С потемок до утренней зари стоял Иван за больничной стеной, утвердив локти и подбородок на ее замшелой ребрине.
На рассвете Ольга выглянула из окна палаты — Иван, видно, дремал стоя, опираясь подбородком о стену, только от прижмуренных глаз вниз по запыленному загорелому лицу влажно блестели вилюжинки — плакал, что ли, заика во сне. Предутренний ветер вскопнил на голове волосы цвета выжухлой осоки, донес до Ольги запах овечьей отары.
— Иди на работу, опоздаешь — худо будет, — сказала Ольга, махая рукой, указывая за речку в степь. А когда, дав сыну испить вишневого взвара, снова выглянула из окна, то у выщербленного кирпича уже сидела трясогузка, подергивая хвостом. Ушел разлучивший ее на время с птенцами человек, и птица радовалась.
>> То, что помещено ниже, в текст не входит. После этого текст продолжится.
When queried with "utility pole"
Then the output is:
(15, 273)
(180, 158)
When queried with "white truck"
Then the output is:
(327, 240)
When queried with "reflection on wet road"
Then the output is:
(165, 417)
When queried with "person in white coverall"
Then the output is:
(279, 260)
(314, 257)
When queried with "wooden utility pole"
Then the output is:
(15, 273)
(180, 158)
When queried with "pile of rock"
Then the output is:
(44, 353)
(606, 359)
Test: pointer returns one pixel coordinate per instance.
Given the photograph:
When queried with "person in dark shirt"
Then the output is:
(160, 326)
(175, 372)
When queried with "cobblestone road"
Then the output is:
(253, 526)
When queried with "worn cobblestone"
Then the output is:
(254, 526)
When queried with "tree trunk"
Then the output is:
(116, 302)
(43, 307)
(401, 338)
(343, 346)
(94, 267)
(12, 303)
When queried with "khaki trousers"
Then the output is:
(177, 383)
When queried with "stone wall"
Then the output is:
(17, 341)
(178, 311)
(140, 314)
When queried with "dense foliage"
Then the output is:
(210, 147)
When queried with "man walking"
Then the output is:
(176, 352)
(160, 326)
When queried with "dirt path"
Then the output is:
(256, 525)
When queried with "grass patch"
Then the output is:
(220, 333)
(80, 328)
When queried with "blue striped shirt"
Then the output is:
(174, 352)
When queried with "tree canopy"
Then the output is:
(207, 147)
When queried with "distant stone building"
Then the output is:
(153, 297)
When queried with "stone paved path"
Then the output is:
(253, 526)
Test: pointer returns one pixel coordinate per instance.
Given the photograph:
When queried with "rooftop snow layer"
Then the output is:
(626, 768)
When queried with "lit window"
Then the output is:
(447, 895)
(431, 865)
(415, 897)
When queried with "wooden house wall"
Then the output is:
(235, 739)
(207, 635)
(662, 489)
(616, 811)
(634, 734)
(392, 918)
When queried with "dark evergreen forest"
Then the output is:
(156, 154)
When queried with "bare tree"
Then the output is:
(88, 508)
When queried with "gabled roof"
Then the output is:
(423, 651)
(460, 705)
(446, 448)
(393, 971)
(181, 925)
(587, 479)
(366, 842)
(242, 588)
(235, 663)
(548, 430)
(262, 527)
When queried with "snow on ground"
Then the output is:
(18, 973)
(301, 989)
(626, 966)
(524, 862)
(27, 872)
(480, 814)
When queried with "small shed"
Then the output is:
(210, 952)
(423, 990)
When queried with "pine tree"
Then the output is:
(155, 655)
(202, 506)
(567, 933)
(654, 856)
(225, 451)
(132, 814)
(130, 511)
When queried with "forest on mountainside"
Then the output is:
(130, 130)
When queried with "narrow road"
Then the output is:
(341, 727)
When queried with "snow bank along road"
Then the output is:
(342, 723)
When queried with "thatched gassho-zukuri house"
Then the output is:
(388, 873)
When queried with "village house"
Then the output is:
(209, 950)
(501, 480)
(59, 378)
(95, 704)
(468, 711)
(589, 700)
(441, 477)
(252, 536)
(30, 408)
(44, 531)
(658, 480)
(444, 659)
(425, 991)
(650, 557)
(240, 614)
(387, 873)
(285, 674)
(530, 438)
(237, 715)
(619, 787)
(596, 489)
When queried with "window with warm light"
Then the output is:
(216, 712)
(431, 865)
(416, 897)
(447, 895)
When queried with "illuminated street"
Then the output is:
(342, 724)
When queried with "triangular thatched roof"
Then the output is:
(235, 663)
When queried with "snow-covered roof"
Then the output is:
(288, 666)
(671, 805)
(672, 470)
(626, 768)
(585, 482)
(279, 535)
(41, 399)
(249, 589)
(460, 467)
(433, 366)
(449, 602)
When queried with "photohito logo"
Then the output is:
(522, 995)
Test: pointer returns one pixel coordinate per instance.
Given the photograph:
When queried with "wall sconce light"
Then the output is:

За вязами защелкал мотороллер. По мосту через реку по белесой отложине рассвета мелькнула склонившаяся над мотороллером сугробленная фигура Ивана…
С восходом солнца Филипку стало хуже.
Дежурный врач с мужской грубоватостью успокаивал Ольгу, разделяя с ней ее страдания, намекая, чтобы она унесла своего сына домой, на вольный воздух.
«Дома, среди игрушек, на глазах дедушки и бабушки, расставаться с жизнью легче, смыслу больше: ласковое сострадание скрашивает последние мученические часы умирающего», — думал врач. Недалеко от больницы ухал паровой молот, забивая железобетонные сваи под гостиницу для туристов, давно изготовившихся на ревущих машинах ринуться к живописным берегам светлоструйного Сулака, чтобы изловить пока не испуганную форель, оставить о себе память — вырезанные на деревьях или высеченные на камнях горы двух святых — Сулеймана и Николы — свои имена, а на лужайках у родничков разбросать консервные банки, табачную и винную тару.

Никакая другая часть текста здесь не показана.